Before the 2003 conference I had never run an experiment that had people as subjects. I knew that if I wanted to obtain a meaningful result the number of factors that could vary had to be limited to as few as possible. I picked a topic which has probably been the subject of more experiments that any other topics, short term memory. The experimental design asked subjects to remember a list of three assignment statements (e.g., X = 5;), perform an unrelated task that was likely to occupy them for 10 seconds or so, and then recognize the variables they had previously seen within a list and recall the numeric value assigned to each variable.
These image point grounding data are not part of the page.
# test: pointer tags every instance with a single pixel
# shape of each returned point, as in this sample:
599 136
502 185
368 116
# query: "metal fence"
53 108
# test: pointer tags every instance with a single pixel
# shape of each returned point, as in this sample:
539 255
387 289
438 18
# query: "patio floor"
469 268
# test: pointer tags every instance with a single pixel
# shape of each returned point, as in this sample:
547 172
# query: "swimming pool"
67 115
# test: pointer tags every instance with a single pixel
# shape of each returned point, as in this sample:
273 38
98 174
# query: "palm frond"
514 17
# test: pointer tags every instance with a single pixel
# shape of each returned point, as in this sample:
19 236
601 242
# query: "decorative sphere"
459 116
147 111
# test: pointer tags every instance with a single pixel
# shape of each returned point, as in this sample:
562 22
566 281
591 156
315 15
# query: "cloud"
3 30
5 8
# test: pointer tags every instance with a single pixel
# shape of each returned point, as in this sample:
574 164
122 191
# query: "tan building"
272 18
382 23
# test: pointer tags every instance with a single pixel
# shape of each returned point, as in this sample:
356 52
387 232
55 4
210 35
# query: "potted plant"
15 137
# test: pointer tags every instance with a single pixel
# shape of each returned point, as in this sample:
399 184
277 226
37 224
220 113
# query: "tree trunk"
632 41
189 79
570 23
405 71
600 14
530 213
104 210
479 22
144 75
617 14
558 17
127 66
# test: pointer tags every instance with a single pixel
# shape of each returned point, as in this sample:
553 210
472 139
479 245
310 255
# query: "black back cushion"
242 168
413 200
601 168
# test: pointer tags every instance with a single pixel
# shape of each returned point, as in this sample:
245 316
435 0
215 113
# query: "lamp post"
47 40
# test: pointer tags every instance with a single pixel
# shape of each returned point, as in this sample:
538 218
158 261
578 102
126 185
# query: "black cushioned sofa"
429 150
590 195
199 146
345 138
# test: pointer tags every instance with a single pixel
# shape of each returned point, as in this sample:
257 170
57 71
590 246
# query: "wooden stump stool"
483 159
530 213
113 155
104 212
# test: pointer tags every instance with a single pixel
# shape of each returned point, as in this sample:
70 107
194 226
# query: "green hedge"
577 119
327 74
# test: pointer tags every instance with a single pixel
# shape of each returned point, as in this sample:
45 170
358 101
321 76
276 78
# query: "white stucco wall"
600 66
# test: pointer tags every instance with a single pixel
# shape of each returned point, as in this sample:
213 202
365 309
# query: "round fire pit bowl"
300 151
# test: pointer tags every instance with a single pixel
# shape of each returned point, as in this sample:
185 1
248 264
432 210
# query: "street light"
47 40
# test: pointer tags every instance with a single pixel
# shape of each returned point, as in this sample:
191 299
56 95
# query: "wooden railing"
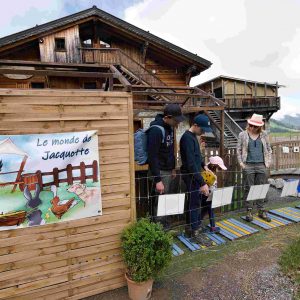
255 102
115 56
286 155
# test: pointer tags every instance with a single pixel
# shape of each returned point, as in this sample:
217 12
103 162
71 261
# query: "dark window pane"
60 44
37 85
90 85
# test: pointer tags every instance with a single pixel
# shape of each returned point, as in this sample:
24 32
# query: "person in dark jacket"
192 165
161 157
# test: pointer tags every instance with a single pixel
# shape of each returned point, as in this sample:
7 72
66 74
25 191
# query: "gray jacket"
242 148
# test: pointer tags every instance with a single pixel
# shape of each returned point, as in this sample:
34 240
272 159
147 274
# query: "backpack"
140 144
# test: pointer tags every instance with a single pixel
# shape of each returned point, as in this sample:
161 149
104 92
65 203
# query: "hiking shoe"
249 216
202 239
263 215
215 229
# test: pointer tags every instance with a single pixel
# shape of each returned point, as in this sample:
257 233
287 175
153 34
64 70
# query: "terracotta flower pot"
139 290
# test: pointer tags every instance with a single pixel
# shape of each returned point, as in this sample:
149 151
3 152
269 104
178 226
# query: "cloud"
251 39
18 15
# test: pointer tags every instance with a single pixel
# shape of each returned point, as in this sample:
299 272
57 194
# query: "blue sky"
250 39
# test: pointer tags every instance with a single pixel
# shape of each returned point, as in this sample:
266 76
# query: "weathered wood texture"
74 259
72 42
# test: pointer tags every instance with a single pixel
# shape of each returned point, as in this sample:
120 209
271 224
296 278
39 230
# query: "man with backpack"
192 165
160 147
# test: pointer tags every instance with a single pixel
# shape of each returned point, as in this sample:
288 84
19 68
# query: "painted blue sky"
249 39
36 149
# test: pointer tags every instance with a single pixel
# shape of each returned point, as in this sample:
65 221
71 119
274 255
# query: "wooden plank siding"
73 259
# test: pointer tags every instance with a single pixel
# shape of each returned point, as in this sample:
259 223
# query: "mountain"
282 126
292 122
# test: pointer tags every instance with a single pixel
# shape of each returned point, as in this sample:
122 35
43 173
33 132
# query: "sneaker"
249 216
202 239
263 215
215 229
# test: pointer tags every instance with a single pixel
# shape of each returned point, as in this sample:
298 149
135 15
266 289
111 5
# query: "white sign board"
222 197
170 204
258 192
I knew all about the factors that influenced memory performance for lists of words: word frequency, word-length, phonological similarity, how chunking was often used to help store/recall information and more. My variable names were carefully chosen to balance all of these effects and the information content of the three assignments required slightly more short term memory storage than subjects were likely to have.

The results showed none of the effects that I was expecting. Had I found evidence that a professional software developer’s brain really did operate differently than other peoples’ or was something wrong with my experiment? I tried again two years later (I ran a non-memory experiment the following year while I mulled over my failure) and this time a chance conversation with one of the subjects after the experiment uncovered one factor I had not controlled for.
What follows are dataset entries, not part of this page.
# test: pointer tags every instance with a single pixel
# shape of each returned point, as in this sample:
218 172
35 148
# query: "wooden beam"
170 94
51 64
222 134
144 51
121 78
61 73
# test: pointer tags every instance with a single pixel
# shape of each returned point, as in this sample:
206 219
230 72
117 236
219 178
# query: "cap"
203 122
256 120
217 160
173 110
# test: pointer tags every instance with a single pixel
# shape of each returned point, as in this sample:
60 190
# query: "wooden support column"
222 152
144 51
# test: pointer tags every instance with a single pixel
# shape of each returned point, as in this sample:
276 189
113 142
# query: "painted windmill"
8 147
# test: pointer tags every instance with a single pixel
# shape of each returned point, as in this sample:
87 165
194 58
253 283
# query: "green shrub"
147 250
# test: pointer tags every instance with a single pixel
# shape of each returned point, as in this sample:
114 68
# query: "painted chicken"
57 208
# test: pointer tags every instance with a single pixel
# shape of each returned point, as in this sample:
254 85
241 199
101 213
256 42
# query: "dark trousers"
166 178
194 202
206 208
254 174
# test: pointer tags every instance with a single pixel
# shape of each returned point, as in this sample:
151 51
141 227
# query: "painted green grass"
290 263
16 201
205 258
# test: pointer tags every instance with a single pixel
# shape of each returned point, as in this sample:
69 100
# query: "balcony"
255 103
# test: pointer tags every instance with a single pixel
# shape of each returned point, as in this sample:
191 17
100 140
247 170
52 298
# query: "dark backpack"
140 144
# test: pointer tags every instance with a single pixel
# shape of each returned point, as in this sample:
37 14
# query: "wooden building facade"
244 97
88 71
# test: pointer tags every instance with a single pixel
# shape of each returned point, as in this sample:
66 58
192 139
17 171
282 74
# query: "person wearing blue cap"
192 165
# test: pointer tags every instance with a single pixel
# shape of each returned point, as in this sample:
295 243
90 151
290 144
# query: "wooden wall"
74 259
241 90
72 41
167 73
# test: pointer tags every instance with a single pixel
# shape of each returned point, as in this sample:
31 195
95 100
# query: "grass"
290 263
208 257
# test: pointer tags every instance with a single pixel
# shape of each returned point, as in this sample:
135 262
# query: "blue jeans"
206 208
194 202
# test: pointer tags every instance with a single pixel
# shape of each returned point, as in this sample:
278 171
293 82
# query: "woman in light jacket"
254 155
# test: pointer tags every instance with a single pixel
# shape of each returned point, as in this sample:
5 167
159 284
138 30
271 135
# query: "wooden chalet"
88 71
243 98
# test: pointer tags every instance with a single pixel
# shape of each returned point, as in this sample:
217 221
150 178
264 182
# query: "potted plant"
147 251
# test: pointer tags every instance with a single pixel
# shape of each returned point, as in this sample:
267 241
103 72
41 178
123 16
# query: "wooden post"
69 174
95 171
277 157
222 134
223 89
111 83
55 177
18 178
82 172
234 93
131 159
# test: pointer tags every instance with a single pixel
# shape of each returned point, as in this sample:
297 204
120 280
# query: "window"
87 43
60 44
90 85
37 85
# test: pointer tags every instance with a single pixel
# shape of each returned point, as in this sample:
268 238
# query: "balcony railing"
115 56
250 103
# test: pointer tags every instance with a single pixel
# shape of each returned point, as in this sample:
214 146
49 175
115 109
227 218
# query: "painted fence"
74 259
Software developers are problem solvers (well at least the good ones are) and I had presented them with a problem; how to remember information that appeared to require more storage than available in their short term memories and accurately recall it shortly afterwards. The obvious solution was to reduce the amount of information that needed to be stored by simply remembering the first letter of every variable (which one of the effects I was controlling for had insured was unique) not the complete variable name.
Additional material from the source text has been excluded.